How to cluster points with a maximum cluster size? Or find points with maximum diversity?

Hi all,
Used to do Data Science / Analytics in a previous role but haven’t done much (any) over the past 3 years. At work, I’d offload this problem to our Data Science team, but they don’t have the bandwidth and I have a little free time, so I thought this would be a good opportunity to refresh my analytics and Julia skills.

Problem: We have a dataset of points (lat / longs) and we need to create groups or clusters of these points where each group contains no more than 200 points. Additionally, the final selection of groups should be selected that maximizes the distance between the center of each group. (This is to minimize the chance of any group overlapping.) As an example, say we have 2000 lat/long points. This creates 10 groups. If we decide to use 5 of these groups, the 5 groups selected should be as far away from each other as possible.

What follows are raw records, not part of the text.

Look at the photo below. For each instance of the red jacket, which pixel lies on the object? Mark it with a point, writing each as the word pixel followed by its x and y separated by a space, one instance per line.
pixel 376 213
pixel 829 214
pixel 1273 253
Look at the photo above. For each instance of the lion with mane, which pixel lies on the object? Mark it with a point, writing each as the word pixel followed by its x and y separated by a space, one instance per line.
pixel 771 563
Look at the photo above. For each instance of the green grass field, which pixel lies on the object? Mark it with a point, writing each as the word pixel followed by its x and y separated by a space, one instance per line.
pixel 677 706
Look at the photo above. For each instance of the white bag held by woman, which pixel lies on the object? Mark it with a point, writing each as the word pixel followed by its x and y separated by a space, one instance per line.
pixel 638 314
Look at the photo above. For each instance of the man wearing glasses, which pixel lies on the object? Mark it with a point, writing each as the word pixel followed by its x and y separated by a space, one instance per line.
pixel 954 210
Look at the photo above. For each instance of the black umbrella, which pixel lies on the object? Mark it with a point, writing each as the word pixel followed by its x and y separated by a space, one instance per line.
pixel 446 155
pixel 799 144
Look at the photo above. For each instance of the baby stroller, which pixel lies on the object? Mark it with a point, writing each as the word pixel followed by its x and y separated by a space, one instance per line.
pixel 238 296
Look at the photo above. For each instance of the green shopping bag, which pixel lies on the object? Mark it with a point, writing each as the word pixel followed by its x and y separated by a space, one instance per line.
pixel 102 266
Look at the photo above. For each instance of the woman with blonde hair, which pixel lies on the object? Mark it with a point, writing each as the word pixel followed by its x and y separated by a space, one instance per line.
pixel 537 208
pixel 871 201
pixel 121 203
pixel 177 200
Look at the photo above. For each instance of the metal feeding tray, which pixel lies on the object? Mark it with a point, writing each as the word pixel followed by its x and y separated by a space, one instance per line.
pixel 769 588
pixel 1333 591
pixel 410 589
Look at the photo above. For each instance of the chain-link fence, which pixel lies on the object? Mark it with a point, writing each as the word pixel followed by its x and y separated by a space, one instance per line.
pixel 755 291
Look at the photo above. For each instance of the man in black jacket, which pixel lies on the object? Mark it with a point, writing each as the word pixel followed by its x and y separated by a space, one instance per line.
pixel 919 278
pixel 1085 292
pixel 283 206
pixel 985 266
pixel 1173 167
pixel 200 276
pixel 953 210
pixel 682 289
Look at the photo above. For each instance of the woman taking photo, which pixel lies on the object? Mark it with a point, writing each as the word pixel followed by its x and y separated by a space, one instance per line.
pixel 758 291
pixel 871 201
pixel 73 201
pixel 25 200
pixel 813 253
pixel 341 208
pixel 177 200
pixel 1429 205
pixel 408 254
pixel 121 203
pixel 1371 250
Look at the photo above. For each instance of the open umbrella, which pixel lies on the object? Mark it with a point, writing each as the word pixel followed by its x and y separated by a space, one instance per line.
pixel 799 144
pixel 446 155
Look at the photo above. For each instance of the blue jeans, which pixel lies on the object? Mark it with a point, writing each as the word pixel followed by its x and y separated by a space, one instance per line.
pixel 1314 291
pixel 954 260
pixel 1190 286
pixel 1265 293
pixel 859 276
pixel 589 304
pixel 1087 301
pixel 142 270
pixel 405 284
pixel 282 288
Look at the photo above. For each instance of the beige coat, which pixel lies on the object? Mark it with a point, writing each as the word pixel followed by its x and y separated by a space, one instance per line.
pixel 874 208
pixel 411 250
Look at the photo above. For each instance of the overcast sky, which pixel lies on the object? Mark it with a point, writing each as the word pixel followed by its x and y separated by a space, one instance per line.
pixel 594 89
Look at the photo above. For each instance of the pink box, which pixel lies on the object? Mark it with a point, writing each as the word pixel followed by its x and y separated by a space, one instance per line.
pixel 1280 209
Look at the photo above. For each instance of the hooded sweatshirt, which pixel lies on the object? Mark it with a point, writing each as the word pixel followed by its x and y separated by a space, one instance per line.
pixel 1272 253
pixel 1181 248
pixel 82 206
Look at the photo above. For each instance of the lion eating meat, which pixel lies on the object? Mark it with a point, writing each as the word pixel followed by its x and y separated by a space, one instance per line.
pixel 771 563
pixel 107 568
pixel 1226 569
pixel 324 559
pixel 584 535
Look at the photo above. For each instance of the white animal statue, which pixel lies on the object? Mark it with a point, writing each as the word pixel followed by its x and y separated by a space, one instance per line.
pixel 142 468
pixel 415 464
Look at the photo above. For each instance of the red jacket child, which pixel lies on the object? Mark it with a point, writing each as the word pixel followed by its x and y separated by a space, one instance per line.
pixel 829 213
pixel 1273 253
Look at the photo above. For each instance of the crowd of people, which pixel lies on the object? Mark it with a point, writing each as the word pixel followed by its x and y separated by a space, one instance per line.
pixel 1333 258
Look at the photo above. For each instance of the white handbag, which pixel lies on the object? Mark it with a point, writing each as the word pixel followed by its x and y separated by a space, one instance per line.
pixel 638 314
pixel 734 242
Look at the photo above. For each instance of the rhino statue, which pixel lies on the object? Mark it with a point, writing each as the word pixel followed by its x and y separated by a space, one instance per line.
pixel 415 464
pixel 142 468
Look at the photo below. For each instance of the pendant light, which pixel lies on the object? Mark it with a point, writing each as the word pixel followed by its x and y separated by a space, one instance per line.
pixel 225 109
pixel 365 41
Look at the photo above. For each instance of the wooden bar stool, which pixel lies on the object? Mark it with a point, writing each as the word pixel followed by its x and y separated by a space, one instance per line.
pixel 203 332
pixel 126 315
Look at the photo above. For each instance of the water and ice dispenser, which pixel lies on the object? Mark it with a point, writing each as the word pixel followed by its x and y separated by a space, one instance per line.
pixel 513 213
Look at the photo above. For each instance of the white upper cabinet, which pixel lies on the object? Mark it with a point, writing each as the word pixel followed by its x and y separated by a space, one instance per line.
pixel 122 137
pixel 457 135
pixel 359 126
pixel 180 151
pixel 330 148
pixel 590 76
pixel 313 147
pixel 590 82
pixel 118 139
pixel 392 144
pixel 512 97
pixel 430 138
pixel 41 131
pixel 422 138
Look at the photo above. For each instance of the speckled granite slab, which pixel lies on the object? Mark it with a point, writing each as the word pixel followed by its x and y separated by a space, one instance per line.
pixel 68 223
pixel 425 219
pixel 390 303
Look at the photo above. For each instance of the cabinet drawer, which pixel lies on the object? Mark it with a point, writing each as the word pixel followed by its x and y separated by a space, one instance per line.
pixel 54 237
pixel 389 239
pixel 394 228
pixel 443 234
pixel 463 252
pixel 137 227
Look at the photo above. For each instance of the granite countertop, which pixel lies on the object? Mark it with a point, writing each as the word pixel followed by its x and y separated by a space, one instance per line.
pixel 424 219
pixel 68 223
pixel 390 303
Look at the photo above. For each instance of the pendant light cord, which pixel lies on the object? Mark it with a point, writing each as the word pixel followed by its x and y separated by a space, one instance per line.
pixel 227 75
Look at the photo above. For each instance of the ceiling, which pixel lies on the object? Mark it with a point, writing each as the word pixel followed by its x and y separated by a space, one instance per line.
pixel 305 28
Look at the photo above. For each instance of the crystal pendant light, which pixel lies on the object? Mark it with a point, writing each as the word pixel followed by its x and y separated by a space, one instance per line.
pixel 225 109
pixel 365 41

My first thought was to do some sort of constrained K-Means that limits each cluster to 200, but this seemed a bit overly complicated. My next thought was to assign points randomly as the starting point for groups and then do a KNN model and find the nearest 200 points to create groups. This seems a lot simpler but I’m not sure of the best way to then find which set of groups have the maximum distance between each other.

Thank you and open to your thoughts!

(This is to minimize the chance of any group overlapping.)

What exactly do you mean by overlapping?

See my question from a few weeks back Balanced clustering or assignment of 3D points in space. Let me know if it can be of help (the code is not yet ready to push)

1 Like

Good question. So additional context here is this is a marketing problem. The lat/long points are just representations of people we can target digitally but the platform we use doesn’t necessarily target people that “live” by one of the lat/long points but rather “live by or have recently visited” a lat/long point. The reason why this is important is because if there are groups of points next to each other then it’s very possible that one person would end up in both groups (e.g. they have traveled to multiple lat/long points). These groups would “bid” against each other, thus raising the cost of advertising.

Thanks, this did catch my eye when I was searching around, but I’m still not sure the best way to select a subset of the clusters / groups that would maximize the total distance between clusters. I could brute force it with a distance matrix but kind of thought there might be an easier or more efficient way.

1 Like

given what you wrote in your first post

you could have a look at the BKM++ algorithm that enforces no overlapping as much as possible.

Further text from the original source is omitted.